Digital Cinema
adalah sebuah konsep, sebuah sistem yang lengkap, meliputi seluruh rantai
produksi film dare akuisisi dengan kamera digital untuk pasca-produksi,
distribusi ke semua pameran, dengan bit dan byte bukan 35mm gulungan (Michel
2003).
Digital produksi
dan pasca produksi
Sampai saat ini,
proses pembuatan film yang sebenarnya dari sebuah produksi film telah
menggunakan 35mm atau 70mm roll film kamera yang menggunakan tabung-tabung
seluloid. Gambar kualitas yang dihasilkan oleh kamera digital dirasakan secara
signifikan lebih rendah dari film, dan sementara rekaman film semakin dimotori
oleh komputer untuk pasca-produksi manipulasi, proses produksi itu sendiri
tetap berbasis seluloid.
Dalam teori,
Digital Cinema dimulai pada akhir tahun 1980-an, ketika Sony datang dengan
konsep pemasaran 'sinematografi elektronik'. Tetapi, inisiatif ini gagal. Pada
akhir tahun 1990-an, dengan pengenalan perekam HDCAM dan penggantian nama dari
proses 'sinematografi digital' pembuatan film menggunakan kamera digital dan
peralatan terkait akhirnya mulai berjalan.
George Lucas
berperan penting dalam melahirkan pergeseran ini, ketika pada tahun 2001 dia
shooting 'Attack dari Klon' episode Star Wars digital, menggunakan Sony
HDW-F900 HDCAM yang dilengkapi dengan lensa Panavision camcorder high-end. Ini
sebenarnya adalah shooting pertama dengan kamera Sony.
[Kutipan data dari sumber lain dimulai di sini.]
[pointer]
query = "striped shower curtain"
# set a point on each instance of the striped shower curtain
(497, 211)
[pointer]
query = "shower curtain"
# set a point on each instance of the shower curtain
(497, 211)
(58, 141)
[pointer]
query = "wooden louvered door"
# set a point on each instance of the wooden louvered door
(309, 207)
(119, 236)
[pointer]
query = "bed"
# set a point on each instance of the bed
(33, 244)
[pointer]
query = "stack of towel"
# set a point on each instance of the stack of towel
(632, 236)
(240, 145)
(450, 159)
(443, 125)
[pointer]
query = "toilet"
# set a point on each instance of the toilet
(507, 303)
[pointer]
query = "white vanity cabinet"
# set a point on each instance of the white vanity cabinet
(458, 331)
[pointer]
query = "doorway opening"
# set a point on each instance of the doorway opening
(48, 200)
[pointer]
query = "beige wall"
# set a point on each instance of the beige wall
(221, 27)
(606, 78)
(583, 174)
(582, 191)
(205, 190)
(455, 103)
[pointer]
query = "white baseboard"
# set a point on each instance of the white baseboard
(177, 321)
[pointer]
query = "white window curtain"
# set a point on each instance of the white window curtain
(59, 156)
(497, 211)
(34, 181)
Sementara mampu shooting
dengan gambar standar Amerika konvensional 30-frame/second interlaced, kamera
ini juga bisa men-shoot 24-frames/second, standar untuk film, dan juga video
progresif, video terdiri dari bingkai lengkap.
High-end kamera
menggunakan sensor tunggal yang merupakan ukuran yang sama seperti film 35mm
frame, dan memungkinkan kedalaman dangkal sama lapangan seperti kamera film
konvensional. Selain itu, pengambilan gambar dalam format HDTV progresif
memberikan ukuran gambar berukuran 720x1080 pixel. Hasilnya adalah 'filmis'
dibandingkan dengan sebuah 'televisual' . Pada pertengahan 1990-an, Sony dengan
kamera format DCR-VX1000 MiniDV menjanjikan kualitas gambar seperti itu,
sementara masih tidak sebagus film, cukup baik untuk low-budget bagi pembuat
film untuk memulai syuting fitur mereka secara digital dan editing mereka di
program desktop yang relatif murah dalam perangkat lunak. Kamera high-end
menggunakan ukuran yang minimal atau kompresi yang tidak melalui proses untuk
mengurangi ukuran file, sedangkan sistem biasanya MiniDV menggunakan tingkat
kompresi yang tinggi, untuk mengurangi kualitas gambar demi kepentingan
penyimpanan ukuran.
Karena jangkauan
dinamis yang lebih rendah dari kamera digital, maka koreksinya buruk dan lebih
sulit untuk tampil di pasca-produksi. Solusi parsial untuk masalah ini adalah
penambahan video-kompleks untuk membantu teknologi selama proses syuting. Ini
mungkin 'hanya' terdiri dari monitor video high-kinerja yang memungkinkan
sinematografer untuk melihat apa yang sedang direkam dan untuk membuat
penyesuaian yang diperlukan. Peningkatan penggunaan teknologi digital dan
proses dalam produksi film fitur juga mempengaruhi logistik produksi film,
memungkinkan lokasi yang sepenuhnya digantikan oleh digital yang dibuat.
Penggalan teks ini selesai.